By John Morrison · March 17, 2022

Known for his work with the producer Woesum, Organ Tapes, and the Bala Club label/crew, Yayoyanoh’s self-titled debut full-length is as worldly and cosmopolitan as it is personal and introspective. Born in Mogadishu and currently residing in London, the vocalist/producer spent part of his youth in Canada and Uganda. In the mid-2000s, he came to the UK, experimenting with beatmaking while absorbing subgenres like grime and UK funky. Today, his own music takes these various cultural touchpoints and melds them with hip-hop, R&B, and Afrobeat to create a dreamy, singular sound.

The album opens with “One 4 Me,” a brief but stunning seductive display. With its relaxed groove and reverb-washed percussion, the production is subtle, while the chants of “You’re the one for me…I need you, I feel you” subvert the music’s restraint in favor of wanton indulgence. “Lonely Bird” treats us to the album’s first 180-degree pivot in tone and energy. A bright and anthemic dance cut, it’s still marked by Yayoyanoh’s low-key vocal delivery, but the production around him is lively and shimmering. “Potion” evolves out of a cloud of hazy synth sounds before dropping into a relentless Afrobeat rhythm that propels his sensual vocal delivery.

With production from Woesum, Whitearmor, Oozini, Gud, Dinamarca, 106mido, Sebastian Ruslan, and Jade Statues, Yayoyanoh is at its heart driven by the relentless, syncopated rhythm of Afrobeat. The fact that this rhythm can take up so much space on the album and still sound fresh when filtered through various producers’s sounds and approaches is a testament to Afrobeat’s mutability and adaptability. The album also offers delightful stylistic curveballs like the atmospheric 2-step of “Sad Summer,” a standout cut that sounds like Vistoso Bosses combined with ‘80s city pop. “Bad Things” is a harrowing and raw account of a relationship that has collapsed. Over a mid-tempo hip-hop groove with a dark, enveloping synth bass, Yayoyanoh snipes at a lover determined to “turn the positive (in)to sad things.”

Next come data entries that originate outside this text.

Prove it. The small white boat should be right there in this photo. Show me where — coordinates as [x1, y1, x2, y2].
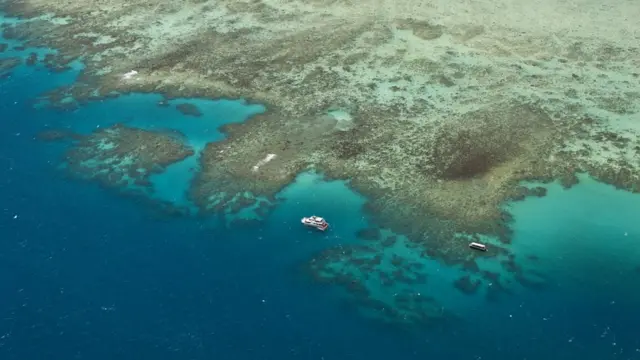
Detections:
[301, 216, 329, 231]
[469, 242, 487, 251]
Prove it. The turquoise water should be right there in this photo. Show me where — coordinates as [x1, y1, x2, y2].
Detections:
[2, 16, 640, 360]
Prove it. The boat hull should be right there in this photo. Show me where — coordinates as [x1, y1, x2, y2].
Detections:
[302, 223, 328, 231]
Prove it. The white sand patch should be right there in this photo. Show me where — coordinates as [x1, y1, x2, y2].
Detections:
[252, 153, 277, 172]
[121, 70, 138, 80]
[94, 66, 113, 75]
[94, 35, 117, 45]
[327, 109, 355, 131]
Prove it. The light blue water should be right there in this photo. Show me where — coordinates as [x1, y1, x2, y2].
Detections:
[2, 15, 640, 360]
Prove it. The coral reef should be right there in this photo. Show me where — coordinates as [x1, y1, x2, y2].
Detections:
[25, 52, 37, 65]
[36, 124, 197, 217]
[175, 103, 202, 117]
[189, 111, 342, 212]
[6, 0, 640, 322]
[304, 226, 550, 320]
[36, 129, 83, 142]
[453, 275, 481, 295]
[304, 241, 450, 324]
[41, 53, 74, 72]
[4, 0, 636, 249]
[0, 57, 20, 78]
[60, 124, 194, 190]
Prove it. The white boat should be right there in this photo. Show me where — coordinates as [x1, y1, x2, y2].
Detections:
[469, 242, 487, 251]
[301, 216, 329, 231]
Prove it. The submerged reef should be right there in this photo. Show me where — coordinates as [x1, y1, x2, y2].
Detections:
[175, 103, 202, 117]
[37, 124, 195, 217]
[36, 129, 84, 142]
[307, 226, 549, 311]
[0, 56, 21, 78]
[8, 0, 640, 323]
[304, 238, 453, 325]
[53, 124, 194, 190]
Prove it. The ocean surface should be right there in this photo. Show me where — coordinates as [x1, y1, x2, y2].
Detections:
[2, 16, 640, 360]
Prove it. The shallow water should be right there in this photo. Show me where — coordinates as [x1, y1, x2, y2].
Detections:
[2, 17, 640, 360]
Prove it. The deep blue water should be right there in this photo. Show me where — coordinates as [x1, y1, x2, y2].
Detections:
[2, 16, 640, 360]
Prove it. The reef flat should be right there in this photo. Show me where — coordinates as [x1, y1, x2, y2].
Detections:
[47, 124, 194, 192]
[5, 0, 640, 263]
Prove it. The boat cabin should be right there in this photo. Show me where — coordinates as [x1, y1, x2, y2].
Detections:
[301, 216, 329, 231]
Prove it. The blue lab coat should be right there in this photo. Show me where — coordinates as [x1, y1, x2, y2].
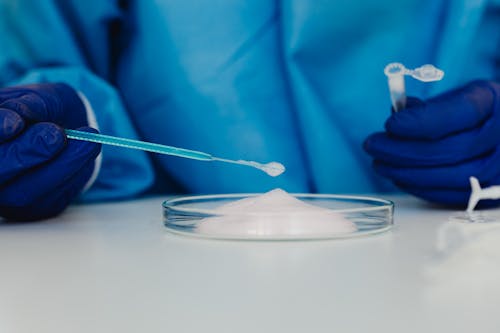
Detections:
[0, 0, 499, 200]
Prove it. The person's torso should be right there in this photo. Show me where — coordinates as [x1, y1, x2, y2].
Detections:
[114, 0, 499, 193]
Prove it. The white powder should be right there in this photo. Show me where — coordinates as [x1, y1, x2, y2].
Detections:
[197, 189, 357, 237]
[233, 160, 285, 177]
[257, 162, 285, 177]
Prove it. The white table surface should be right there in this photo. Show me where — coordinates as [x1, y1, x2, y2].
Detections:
[1, 194, 500, 333]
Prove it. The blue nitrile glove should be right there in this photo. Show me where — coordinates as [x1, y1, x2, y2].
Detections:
[0, 83, 101, 221]
[364, 80, 500, 208]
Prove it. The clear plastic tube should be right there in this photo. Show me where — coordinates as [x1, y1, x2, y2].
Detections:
[65, 129, 285, 177]
[384, 63, 444, 112]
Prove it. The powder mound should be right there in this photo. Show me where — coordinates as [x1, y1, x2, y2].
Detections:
[197, 189, 357, 237]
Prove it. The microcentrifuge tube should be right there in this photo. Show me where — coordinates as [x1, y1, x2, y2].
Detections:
[467, 177, 500, 213]
[384, 63, 444, 112]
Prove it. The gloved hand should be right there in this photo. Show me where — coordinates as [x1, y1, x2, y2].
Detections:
[0, 83, 101, 221]
[364, 80, 500, 207]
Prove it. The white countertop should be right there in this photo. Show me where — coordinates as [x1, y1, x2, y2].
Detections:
[1, 195, 499, 333]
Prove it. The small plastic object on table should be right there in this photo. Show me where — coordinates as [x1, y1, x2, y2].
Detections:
[450, 177, 500, 223]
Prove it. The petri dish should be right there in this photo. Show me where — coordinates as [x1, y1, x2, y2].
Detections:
[163, 193, 394, 241]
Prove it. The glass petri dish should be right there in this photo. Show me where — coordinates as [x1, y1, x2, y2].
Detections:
[163, 193, 394, 241]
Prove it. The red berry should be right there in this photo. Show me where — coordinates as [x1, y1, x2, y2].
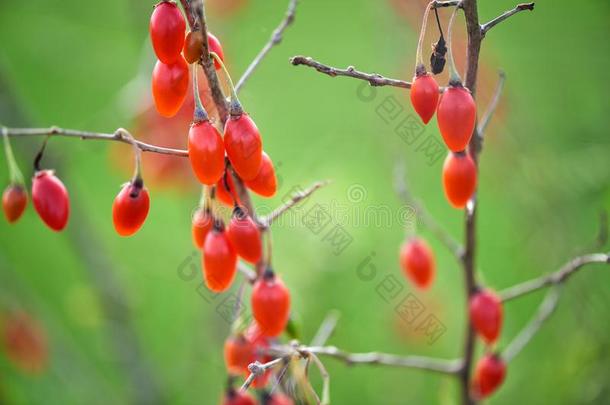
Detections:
[224, 334, 255, 375]
[399, 238, 435, 289]
[216, 174, 241, 207]
[410, 73, 439, 124]
[152, 56, 189, 118]
[244, 152, 277, 197]
[1, 311, 48, 374]
[32, 170, 70, 231]
[469, 289, 503, 344]
[265, 393, 294, 405]
[227, 208, 262, 264]
[221, 390, 258, 405]
[472, 354, 506, 399]
[150, 1, 186, 64]
[188, 120, 225, 185]
[203, 224, 237, 292]
[251, 271, 291, 337]
[112, 182, 150, 236]
[207, 32, 225, 70]
[442, 151, 477, 209]
[437, 85, 477, 152]
[192, 208, 213, 249]
[2, 184, 27, 223]
[224, 113, 263, 181]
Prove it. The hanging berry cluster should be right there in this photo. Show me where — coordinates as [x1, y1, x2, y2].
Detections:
[149, 1, 291, 398]
[400, 3, 505, 399]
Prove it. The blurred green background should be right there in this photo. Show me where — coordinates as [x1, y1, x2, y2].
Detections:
[1, 0, 609, 403]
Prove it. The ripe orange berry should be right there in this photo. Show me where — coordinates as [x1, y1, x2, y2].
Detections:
[227, 207, 262, 264]
[251, 270, 291, 337]
[399, 237, 435, 289]
[152, 56, 189, 118]
[224, 113, 263, 181]
[442, 151, 477, 209]
[203, 222, 237, 292]
[192, 208, 213, 249]
[2, 184, 27, 223]
[188, 119, 225, 185]
[410, 73, 440, 124]
[244, 152, 277, 197]
[472, 354, 506, 399]
[437, 85, 477, 151]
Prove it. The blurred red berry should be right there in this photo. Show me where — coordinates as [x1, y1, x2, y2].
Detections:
[251, 270, 291, 337]
[2, 184, 27, 223]
[221, 389, 258, 405]
[1, 311, 48, 374]
[470, 289, 503, 344]
[399, 237, 435, 289]
[207, 33, 225, 70]
[472, 353, 506, 399]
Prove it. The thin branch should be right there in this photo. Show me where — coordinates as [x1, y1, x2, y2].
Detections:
[191, 0, 229, 122]
[394, 162, 463, 261]
[290, 56, 413, 89]
[259, 180, 329, 229]
[237, 261, 257, 284]
[502, 286, 561, 362]
[240, 357, 291, 392]
[305, 346, 462, 375]
[481, 3, 535, 36]
[178, 0, 196, 30]
[477, 71, 506, 135]
[499, 253, 610, 302]
[235, 0, 299, 93]
[310, 354, 330, 405]
[2, 126, 188, 157]
[432, 0, 461, 8]
[310, 310, 340, 347]
[460, 1, 483, 403]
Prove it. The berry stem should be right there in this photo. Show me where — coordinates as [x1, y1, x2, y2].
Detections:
[415, 1, 434, 71]
[33, 135, 50, 172]
[1, 127, 25, 185]
[116, 128, 143, 186]
[211, 52, 243, 116]
[192, 65, 209, 122]
[446, 2, 463, 84]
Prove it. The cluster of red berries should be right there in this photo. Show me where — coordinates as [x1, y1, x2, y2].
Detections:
[2, 168, 71, 232]
[150, 1, 224, 117]
[150, 1, 294, 396]
[1, 147, 151, 237]
[398, 7, 505, 399]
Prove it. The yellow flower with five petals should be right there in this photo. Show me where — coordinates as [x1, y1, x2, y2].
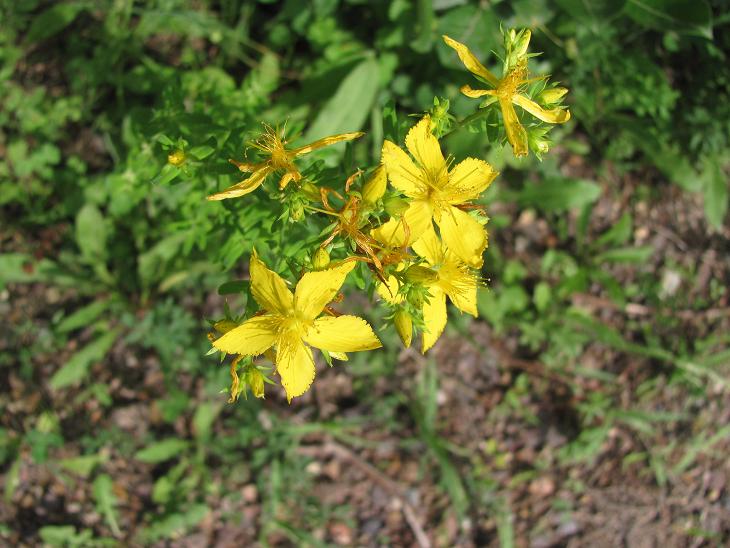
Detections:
[443, 33, 570, 158]
[207, 125, 363, 201]
[372, 116, 496, 268]
[212, 253, 381, 401]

While much of Yayoyanoh is dark, the album’s moodier songs are contrasted beautifully with breezy tunes like “Ride For U,” the bittersweet soul cut “Pick U Up At Work,” and the Caribbean-flavored “DLG.” Like a lot of the best popular music being made today, Yayoyanoh traverses genres, touching on the sound of multiple locales while conjuring complex and often contradictory moods all at once.